The hoopla over the approval accorded by the Ministry of Defence (MoD) in imminently procuring 118 indigenously developed Mk-1A Arjun main battle tanks (MBTs) for the Indian Army for Rs 8,350 crore, appears misplaced, considering the operational and logistical handicaps encasing this overweight platform.
Official sources said the MoD is poised to finalise a contract with the Ordnance Factory Board (OFB) for its Heavy Vehicles Factory (HVF) at Avadi, near Chennai, to series build 118 upgraded Mk-1A variants. Thereafter, five MBTs would be delivered to the army 30 months later, followed by 30 MK-1As each year, till the remaining 113 platforms are handed over to complete two armoured regiments by 2025-26.
But senior Indian Army armoured corps officers told The Wire that deploying the 68.25 tonne Defence Research and Development Organisation (DRDO)-developed Mk-1A MBT – amongst the world’s heaviest – would remain limited largely to Rajasthan’s desert region.

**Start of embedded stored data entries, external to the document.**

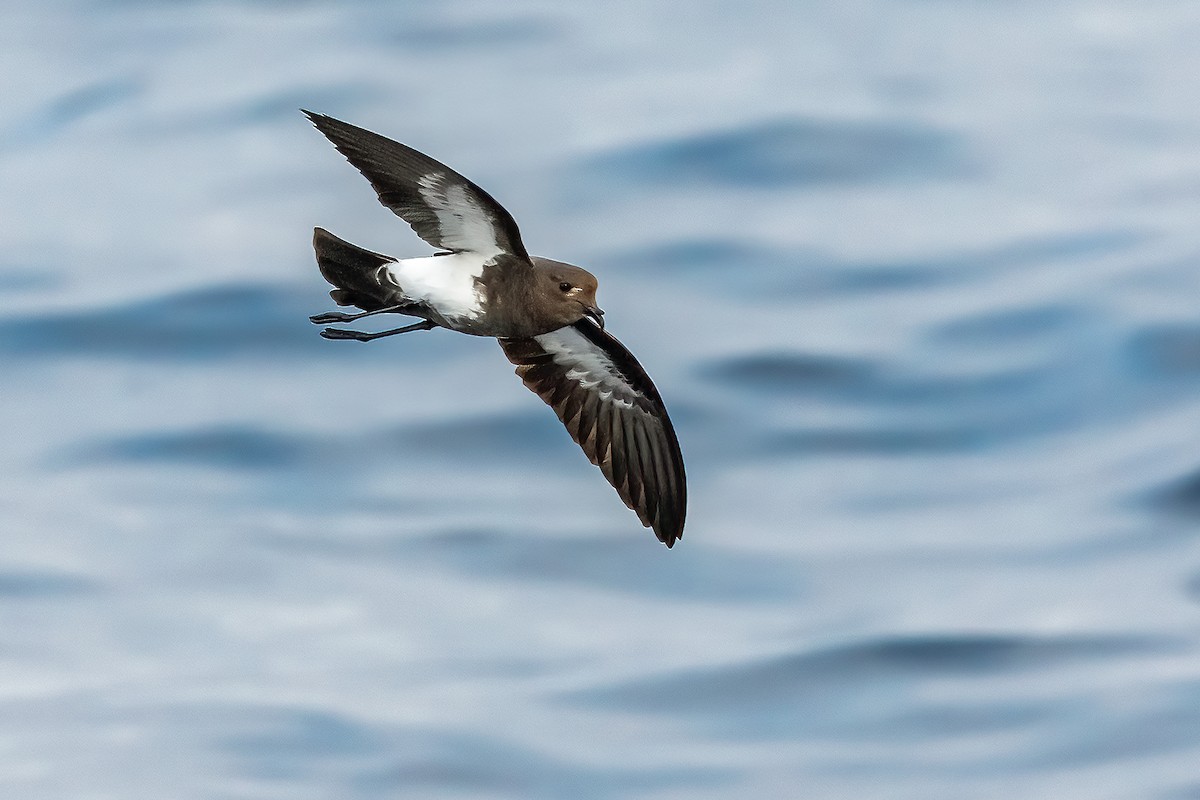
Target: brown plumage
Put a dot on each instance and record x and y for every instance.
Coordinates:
(543, 312)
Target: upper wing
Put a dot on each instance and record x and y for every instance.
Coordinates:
(613, 411)
(444, 209)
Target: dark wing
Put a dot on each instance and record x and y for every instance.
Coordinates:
(444, 209)
(613, 411)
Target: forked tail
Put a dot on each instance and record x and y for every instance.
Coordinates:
(354, 271)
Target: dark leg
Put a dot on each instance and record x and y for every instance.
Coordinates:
(358, 336)
(341, 317)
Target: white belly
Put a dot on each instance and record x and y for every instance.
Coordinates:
(447, 283)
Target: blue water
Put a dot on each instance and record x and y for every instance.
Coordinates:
(918, 281)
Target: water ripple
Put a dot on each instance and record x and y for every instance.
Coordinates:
(792, 152)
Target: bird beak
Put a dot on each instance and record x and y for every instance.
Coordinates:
(594, 314)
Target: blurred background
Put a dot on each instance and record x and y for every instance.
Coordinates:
(918, 282)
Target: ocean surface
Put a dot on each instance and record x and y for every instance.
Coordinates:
(921, 286)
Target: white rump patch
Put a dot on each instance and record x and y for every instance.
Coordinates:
(465, 223)
(447, 283)
(587, 365)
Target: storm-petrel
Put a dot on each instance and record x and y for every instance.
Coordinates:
(544, 313)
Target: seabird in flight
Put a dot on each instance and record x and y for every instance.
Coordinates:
(544, 313)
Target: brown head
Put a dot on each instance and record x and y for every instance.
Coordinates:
(568, 293)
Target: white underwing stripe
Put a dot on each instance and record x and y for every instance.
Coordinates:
(465, 224)
(587, 365)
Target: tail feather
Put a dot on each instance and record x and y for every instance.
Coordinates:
(354, 271)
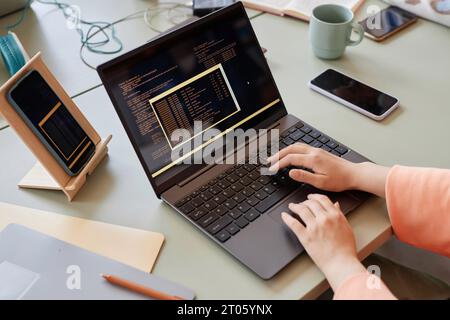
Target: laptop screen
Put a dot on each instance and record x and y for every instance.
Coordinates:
(208, 74)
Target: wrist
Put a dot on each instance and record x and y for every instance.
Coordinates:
(342, 268)
(370, 177)
(359, 175)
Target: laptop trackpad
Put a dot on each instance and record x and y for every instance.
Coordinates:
(296, 197)
(346, 202)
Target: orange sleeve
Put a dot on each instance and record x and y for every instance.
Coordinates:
(363, 286)
(418, 201)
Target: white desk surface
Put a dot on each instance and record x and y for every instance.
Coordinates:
(412, 66)
(44, 29)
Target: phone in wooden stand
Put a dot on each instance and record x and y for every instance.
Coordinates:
(387, 22)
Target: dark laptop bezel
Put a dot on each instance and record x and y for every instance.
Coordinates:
(267, 117)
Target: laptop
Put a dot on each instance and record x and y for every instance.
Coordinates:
(214, 70)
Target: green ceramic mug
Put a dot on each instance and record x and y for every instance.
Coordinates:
(330, 30)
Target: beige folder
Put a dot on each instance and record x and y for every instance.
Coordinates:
(134, 247)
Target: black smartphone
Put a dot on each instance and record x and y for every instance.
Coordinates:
(51, 122)
(387, 22)
(354, 94)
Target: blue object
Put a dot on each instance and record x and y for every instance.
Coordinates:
(11, 53)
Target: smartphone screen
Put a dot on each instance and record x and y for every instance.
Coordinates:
(354, 92)
(387, 21)
(52, 122)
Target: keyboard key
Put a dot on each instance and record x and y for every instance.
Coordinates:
(316, 144)
(206, 195)
(264, 180)
(241, 222)
(221, 176)
(256, 185)
(252, 201)
(232, 178)
(306, 129)
(307, 139)
(223, 236)
(235, 214)
(251, 215)
(315, 134)
(219, 199)
(187, 208)
(197, 202)
(239, 197)
(245, 181)
(197, 214)
(335, 153)
(288, 141)
(180, 203)
(247, 192)
(220, 210)
(232, 229)
(261, 195)
(208, 219)
(275, 197)
(218, 225)
(230, 204)
(243, 207)
(296, 135)
(237, 187)
(332, 144)
(215, 189)
(195, 193)
(323, 139)
(249, 167)
(269, 189)
(223, 184)
(228, 193)
(241, 172)
(210, 205)
(341, 149)
(253, 175)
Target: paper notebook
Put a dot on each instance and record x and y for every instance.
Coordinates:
(133, 247)
(300, 9)
(35, 266)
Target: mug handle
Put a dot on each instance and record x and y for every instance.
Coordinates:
(359, 30)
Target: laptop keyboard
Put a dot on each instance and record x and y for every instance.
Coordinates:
(237, 197)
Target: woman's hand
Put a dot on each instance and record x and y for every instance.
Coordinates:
(326, 236)
(330, 172)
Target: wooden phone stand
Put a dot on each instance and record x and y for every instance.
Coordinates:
(48, 173)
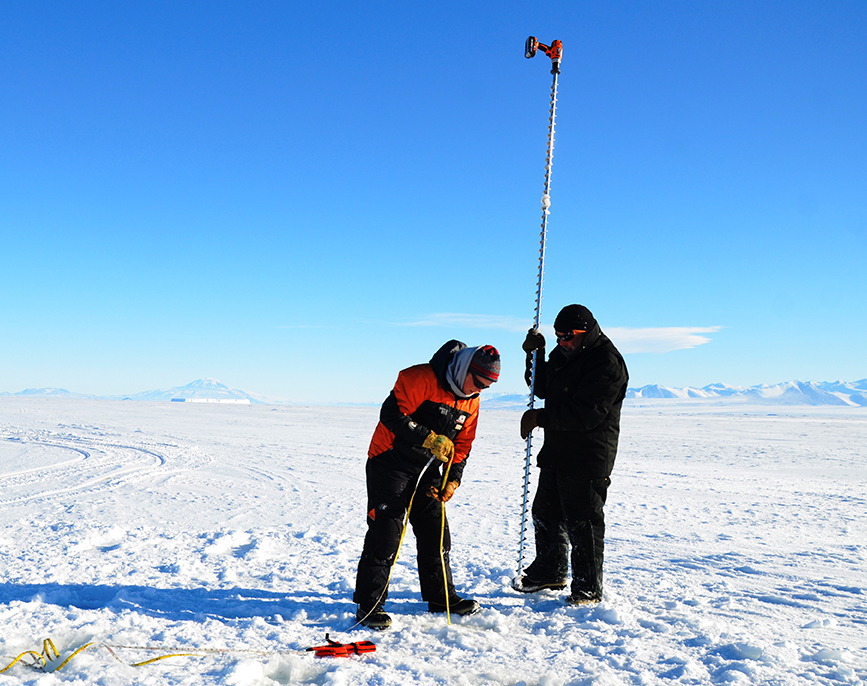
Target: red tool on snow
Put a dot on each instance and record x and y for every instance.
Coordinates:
(335, 649)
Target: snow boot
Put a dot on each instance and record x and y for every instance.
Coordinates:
(527, 584)
(374, 618)
(457, 606)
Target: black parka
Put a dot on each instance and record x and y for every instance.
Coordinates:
(583, 394)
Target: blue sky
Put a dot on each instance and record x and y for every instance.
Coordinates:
(301, 200)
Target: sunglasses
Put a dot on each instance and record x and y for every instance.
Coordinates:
(479, 383)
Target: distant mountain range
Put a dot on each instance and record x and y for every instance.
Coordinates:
(201, 389)
(840, 393)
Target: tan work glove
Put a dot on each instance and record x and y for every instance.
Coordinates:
(441, 446)
(445, 494)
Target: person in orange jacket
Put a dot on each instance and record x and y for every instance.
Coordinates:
(430, 414)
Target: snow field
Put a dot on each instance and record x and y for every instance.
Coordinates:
(734, 555)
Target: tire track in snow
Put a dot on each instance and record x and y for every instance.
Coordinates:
(98, 466)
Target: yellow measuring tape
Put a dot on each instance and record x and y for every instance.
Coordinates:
(41, 661)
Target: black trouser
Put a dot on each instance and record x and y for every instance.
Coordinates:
(568, 509)
(390, 484)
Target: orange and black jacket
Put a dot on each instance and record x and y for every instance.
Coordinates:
(420, 402)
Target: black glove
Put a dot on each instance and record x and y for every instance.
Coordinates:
(529, 421)
(534, 341)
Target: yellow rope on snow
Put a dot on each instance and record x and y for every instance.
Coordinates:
(442, 538)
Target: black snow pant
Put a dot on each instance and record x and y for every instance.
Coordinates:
(568, 510)
(390, 484)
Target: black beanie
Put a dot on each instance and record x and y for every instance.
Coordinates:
(486, 363)
(574, 318)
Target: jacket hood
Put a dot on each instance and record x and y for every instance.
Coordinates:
(442, 358)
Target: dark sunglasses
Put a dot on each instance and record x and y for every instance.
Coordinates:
(478, 383)
(568, 336)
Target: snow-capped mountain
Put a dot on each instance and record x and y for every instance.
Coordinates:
(203, 389)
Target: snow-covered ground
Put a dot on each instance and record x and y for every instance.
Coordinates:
(736, 551)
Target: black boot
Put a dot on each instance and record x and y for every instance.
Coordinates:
(374, 618)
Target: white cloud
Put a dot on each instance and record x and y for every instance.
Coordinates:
(659, 340)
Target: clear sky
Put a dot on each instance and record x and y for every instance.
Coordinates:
(300, 199)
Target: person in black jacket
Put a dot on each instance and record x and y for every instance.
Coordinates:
(583, 383)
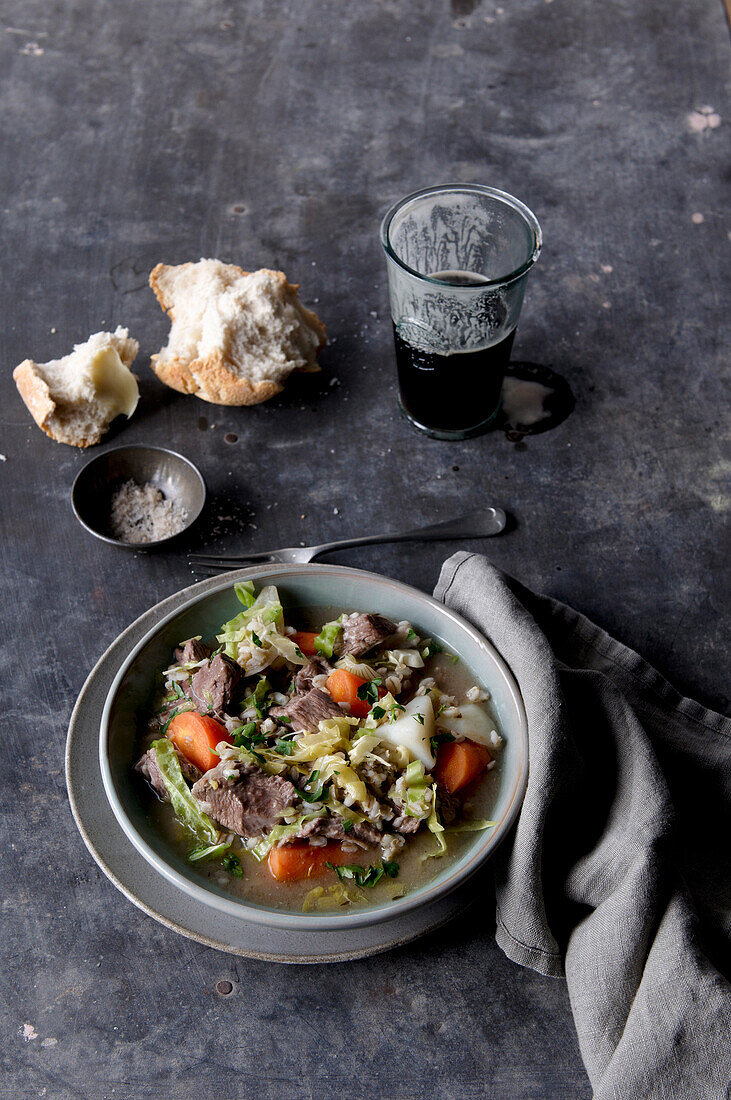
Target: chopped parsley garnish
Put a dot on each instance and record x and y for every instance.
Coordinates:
(232, 865)
(368, 691)
(365, 876)
(174, 714)
(246, 736)
(310, 792)
(441, 738)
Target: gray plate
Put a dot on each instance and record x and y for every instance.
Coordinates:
(148, 891)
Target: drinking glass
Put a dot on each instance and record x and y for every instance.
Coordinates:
(457, 257)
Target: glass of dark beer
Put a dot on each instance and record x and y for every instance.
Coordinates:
(458, 257)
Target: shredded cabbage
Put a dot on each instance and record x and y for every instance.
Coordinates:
(325, 640)
(186, 809)
(434, 825)
(411, 658)
(255, 637)
(345, 812)
(362, 748)
(333, 735)
(410, 789)
(207, 851)
(279, 833)
(357, 668)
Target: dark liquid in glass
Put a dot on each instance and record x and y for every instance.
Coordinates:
(452, 393)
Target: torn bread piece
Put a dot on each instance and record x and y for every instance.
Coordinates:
(236, 336)
(74, 399)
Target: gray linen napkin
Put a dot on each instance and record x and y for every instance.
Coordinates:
(617, 873)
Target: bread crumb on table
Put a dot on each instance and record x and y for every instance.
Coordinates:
(143, 514)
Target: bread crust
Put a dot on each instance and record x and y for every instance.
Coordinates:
(35, 393)
(212, 378)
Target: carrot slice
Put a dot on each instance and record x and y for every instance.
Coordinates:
(301, 860)
(196, 736)
(306, 641)
(460, 763)
(343, 686)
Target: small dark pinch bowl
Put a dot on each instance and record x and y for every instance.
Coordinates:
(95, 485)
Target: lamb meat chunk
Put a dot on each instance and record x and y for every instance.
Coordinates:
(332, 828)
(213, 684)
(194, 649)
(363, 633)
(250, 804)
(407, 825)
(316, 667)
(147, 767)
(307, 712)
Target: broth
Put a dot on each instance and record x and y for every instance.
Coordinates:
(416, 869)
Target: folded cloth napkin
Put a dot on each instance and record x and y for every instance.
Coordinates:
(617, 873)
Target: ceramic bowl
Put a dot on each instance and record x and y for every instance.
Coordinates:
(97, 482)
(312, 586)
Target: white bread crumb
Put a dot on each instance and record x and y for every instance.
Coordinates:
(74, 399)
(235, 336)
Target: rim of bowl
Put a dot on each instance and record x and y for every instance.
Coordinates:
(137, 447)
(317, 922)
(495, 193)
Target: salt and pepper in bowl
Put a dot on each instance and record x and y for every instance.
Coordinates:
(139, 497)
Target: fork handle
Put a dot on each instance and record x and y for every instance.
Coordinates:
(480, 524)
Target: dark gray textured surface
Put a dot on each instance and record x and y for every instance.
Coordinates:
(276, 134)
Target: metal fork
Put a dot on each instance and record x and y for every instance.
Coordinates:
(476, 525)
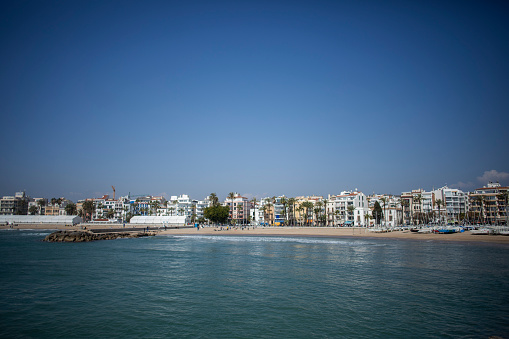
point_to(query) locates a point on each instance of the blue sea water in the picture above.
(251, 287)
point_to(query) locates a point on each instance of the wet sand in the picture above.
(284, 231)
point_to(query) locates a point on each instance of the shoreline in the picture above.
(350, 232)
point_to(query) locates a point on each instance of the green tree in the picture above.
(367, 217)
(41, 203)
(70, 209)
(214, 199)
(307, 205)
(326, 219)
(377, 213)
(89, 209)
(384, 201)
(33, 210)
(217, 214)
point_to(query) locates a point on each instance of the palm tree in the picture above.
(337, 213)
(214, 199)
(325, 202)
(367, 216)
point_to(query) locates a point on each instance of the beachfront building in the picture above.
(304, 212)
(56, 207)
(279, 210)
(412, 204)
(488, 204)
(201, 205)
(256, 214)
(349, 208)
(183, 205)
(239, 209)
(14, 205)
(453, 207)
(391, 209)
(267, 210)
(37, 206)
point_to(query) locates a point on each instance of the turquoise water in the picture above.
(251, 287)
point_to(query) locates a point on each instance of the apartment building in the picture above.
(488, 204)
(12, 205)
(349, 208)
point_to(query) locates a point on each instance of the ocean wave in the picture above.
(300, 240)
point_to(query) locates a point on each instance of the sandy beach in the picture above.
(285, 231)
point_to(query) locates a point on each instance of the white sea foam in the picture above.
(301, 240)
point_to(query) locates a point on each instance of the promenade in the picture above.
(358, 232)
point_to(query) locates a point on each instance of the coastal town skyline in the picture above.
(262, 98)
(480, 181)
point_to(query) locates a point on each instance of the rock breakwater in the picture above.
(85, 236)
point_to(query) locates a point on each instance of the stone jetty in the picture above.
(85, 236)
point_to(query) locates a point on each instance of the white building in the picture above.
(348, 209)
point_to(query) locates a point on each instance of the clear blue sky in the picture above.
(261, 98)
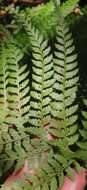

They maintain that the MBT’s bulk and weight excluded positioning it in Punjab or adjoining areas, as its cross-country mobility was restricted by the sizeable nominal ground pressure (NGP) it exerts.
The NGP pertains to pressure exerted on the ground by the MBT during movement, and remains an operational measure of its relative un-deploy-ability in this critical region where the Indian Army has fought decisive tank battles with the Pakistan Army in 1965 and 1971, which are still analysed by militaries around the world. At 62.5 tonnes, the basic Arjun Mk1 version – of which 124 are currently in the army service – too suffers from a similar weight handicap.
Besides, the majority of bridges across Punjab were built to withstand loads averaging 50 tonnes, some 18 and 12 tonnes less than what the Mk-1As and MK1s weigh.